Farmers account for around 800 million of China's 1.3 billion people, but they have seen very little of the new wealth enjoyed by city dwellers. Most live on less than €1 a day.
Chinese Premier Wen Jiabao has said that keeping tabs on the growing wealth gap is a priority for the government. Beijing is keen to brake economic growth to avoid a hard landing and to offset any political instability that a growing wealth gap may cause.
Measures taken by the state since last year to curb alarming surges in investment in sectors such as steel have slowed parts of the economy and have raised hopes of a soft economic landing.
However, sustained growth in factory output is causing concern among economy watchers, who fear that China's factories are humming just a little too loudly for a country trying to bring economic growth to more sustainable levels.
"External demand for China's exports remains as robust as it has been for many months now," according to Goldman Sachs analyst Hong Liang, as plants continue to churn out fridges, computers, sport utility vehicles and other goods for consumers, both domestically and internationally.

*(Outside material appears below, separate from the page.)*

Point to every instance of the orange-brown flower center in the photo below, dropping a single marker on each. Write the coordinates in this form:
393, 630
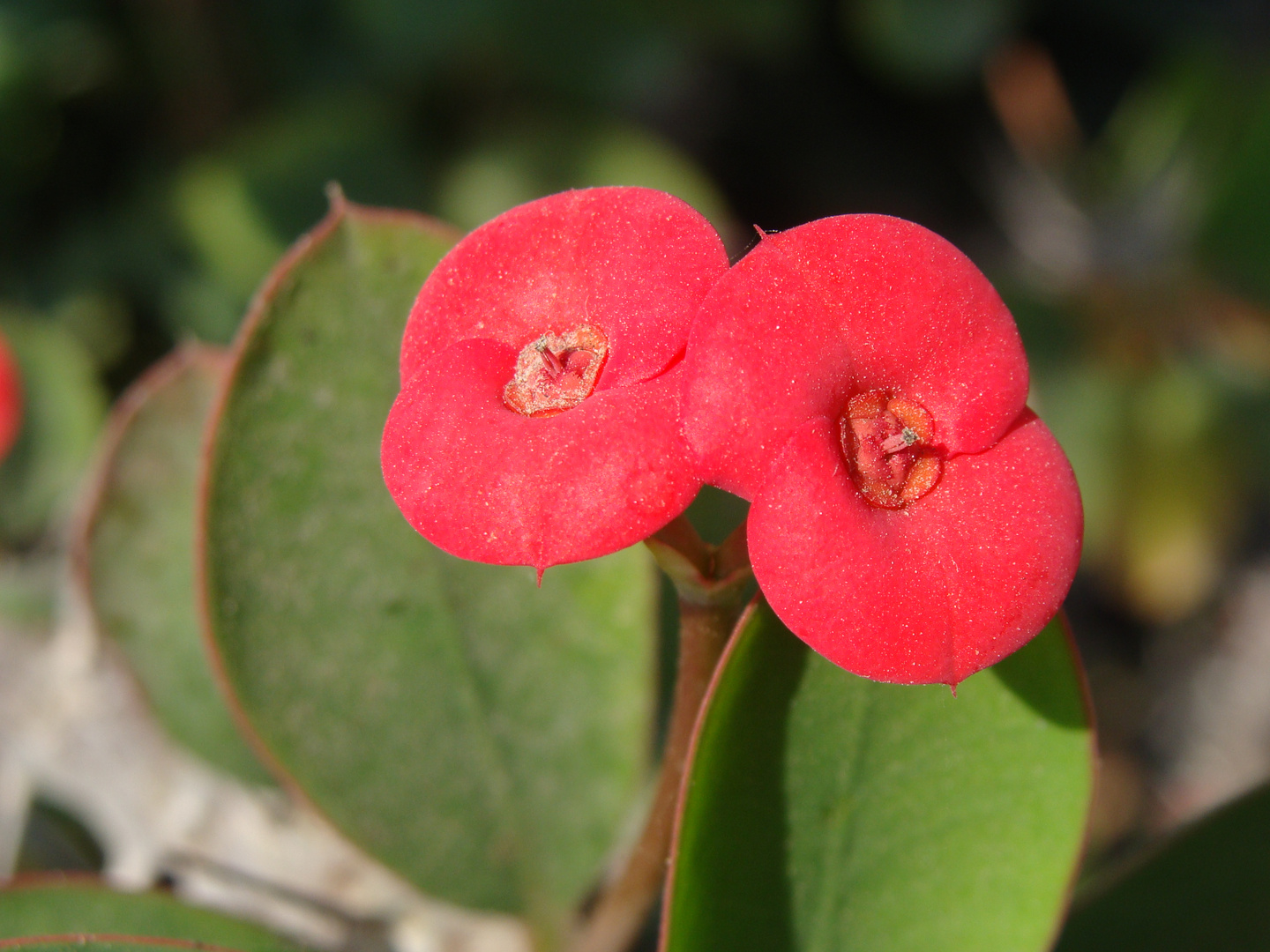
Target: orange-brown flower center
886, 441
557, 372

Last year, factory output rose 17 per cent, which made Chinese factories a crucial source of growth for other countries as they sucked in raw materials and components.

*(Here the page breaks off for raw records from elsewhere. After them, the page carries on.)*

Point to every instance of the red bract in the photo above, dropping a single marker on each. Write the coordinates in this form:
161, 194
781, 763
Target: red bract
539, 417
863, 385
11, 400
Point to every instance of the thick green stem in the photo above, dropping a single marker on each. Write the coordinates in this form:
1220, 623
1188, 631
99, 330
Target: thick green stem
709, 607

But the impact of this on China's stretched power supplies has added to fears that an economic boom might turn to bust amid rising inflation and rapid investment growth.
Slower output growth is needed to ease power shortage pressures currently gripping China. The government closed thousands of factories around Beijing because of a power shortage.
Any slowdown in factory output will not be sudden, because of strong demand for cheap Chinese exports.
The argument that China is overheating is losing impetus at the moment, in the wake of data showing how factory output showed more moderate growth in the year to June as government efforts to cool the economy took effect.
China appears to be in for a soft landing. But ultimately it's in the hands of the gods.